It takes hard work to drive anyone away from California’s sunshine and scenic vistas, but politicians in Sacramento have been up to the task.
The latest Census Bureau data indicate that, in 2005, 239,416 more native-born Americans left the state than moved in. California is also on pace to lose domestic population (not counting immigrants) this year
I keep seeing cars with Washington plates, but with license plate covers that say San Francisco Mini, or Dublin Honda, Mercedes of Pleasanton, or whatever.
What’s gone wrong? A big part of the story is a tax and regulatory culture that treats the most productive businesses and workers as if they were ATMs.
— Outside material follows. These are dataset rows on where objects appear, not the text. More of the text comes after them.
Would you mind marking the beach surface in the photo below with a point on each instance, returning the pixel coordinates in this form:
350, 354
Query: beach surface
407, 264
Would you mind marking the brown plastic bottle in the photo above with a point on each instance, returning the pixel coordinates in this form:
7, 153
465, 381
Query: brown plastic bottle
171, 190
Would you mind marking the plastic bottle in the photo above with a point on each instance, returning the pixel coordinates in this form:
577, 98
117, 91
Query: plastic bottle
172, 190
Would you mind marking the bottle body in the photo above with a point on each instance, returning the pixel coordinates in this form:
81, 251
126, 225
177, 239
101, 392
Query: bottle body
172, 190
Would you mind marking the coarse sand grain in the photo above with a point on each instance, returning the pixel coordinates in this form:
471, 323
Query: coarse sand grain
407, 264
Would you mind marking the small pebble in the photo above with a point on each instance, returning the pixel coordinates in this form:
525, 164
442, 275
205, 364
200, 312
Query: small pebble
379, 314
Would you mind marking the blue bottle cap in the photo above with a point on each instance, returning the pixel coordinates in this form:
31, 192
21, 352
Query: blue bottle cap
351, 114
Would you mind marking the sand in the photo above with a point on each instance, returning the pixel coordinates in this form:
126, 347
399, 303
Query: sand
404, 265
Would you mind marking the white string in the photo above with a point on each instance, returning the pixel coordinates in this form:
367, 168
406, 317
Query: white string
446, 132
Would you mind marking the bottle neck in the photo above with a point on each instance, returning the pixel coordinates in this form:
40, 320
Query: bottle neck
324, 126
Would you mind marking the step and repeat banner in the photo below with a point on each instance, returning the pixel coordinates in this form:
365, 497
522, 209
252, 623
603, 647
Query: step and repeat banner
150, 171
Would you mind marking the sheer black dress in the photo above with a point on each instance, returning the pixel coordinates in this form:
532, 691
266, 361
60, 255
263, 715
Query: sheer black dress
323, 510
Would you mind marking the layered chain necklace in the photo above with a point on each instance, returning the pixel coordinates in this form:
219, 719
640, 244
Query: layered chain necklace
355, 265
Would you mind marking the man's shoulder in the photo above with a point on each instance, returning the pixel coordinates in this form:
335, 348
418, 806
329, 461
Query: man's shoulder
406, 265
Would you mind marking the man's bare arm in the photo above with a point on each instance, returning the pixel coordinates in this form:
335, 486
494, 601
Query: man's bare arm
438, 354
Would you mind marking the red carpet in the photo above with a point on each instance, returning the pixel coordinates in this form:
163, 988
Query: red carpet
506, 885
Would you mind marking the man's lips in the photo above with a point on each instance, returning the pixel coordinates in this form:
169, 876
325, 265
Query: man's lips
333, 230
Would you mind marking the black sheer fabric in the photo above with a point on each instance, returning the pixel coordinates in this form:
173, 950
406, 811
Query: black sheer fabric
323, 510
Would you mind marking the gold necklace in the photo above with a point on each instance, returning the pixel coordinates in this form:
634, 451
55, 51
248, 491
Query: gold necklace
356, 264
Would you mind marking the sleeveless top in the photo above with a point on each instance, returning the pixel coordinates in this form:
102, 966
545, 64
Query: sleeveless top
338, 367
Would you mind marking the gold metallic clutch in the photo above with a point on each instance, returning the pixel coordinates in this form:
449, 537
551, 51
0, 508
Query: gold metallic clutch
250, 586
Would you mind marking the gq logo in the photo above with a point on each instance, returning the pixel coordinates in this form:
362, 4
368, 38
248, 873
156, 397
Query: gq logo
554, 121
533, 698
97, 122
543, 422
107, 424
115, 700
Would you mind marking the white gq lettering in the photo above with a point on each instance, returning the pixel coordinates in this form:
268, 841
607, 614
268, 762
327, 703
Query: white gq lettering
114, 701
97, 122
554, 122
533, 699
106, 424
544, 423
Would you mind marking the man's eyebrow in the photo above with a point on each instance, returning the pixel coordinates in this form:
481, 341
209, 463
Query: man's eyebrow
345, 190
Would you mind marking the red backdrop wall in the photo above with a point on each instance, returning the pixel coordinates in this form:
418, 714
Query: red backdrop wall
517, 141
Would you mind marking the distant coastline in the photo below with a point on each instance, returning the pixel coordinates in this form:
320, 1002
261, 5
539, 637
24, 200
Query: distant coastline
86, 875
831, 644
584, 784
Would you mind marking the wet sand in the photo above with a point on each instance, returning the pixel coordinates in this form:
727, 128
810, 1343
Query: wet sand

The cost to businesses of complying with California’s rules, regulations and paperwork is more than twice as high as in other Western states.
But the worst growth killer may well be California’s tax system. The business tax rate of 8.8% is the highest in the West, and its steeply “progressive” personal income tax has an effective top marginal rate of 10.3%, or second highest in the nation. CalTax, the state’s taxpayer advocacy group, reports that the richest 10% of earners pay almost 75% of the entire income-tax revenue in the state, and most of these are small-business owners, i.e., the people who create jobs.
Except most of those richest earners leave. When born-and-bred Californian and Stanford student Tiger Woods signed his Nike deal, he moved to Florida in the same day. Think how much money the State’s lost by running him out of town. It makes no sense.
And things may soon get worse, thanks to Rob Reiner… and his rich Hollywood friends have put an initiative on the state’s June ballot that would add a 1.7-percentage-point income-tax surcharge on “millionaires” with income over $400,000, with the proceeds earmarked for universal pre-school.
All of this has contributed to the trend of wealthy taxpayers disappearing from the state. State finance office data indicate that the number of Californians reporting million-dollar incomes fell to 25,000 in 2003 from 44,000 in 2000. That decline has cost the state $9 billion a year in uncollected tax revenues. The dot-com implosion of 2000 and 2001 no doubt wiped out many paper millionaires, but migration out of the state to escape its hefty tax premium has also played a role. Republican Assemblyman Ray Haynes notes that the average high-income individual can buy a newly built house in neighboring Nevada and pay for it just from the money saved in a year of not paying California taxes.
Ridiculous. So now they’re all moving up here away from the “rat race” and driving up property prices, keeping me out of a nice little condo in walking distance of some shops! Well, that’s all conjecture, but I’m sure it’s going on.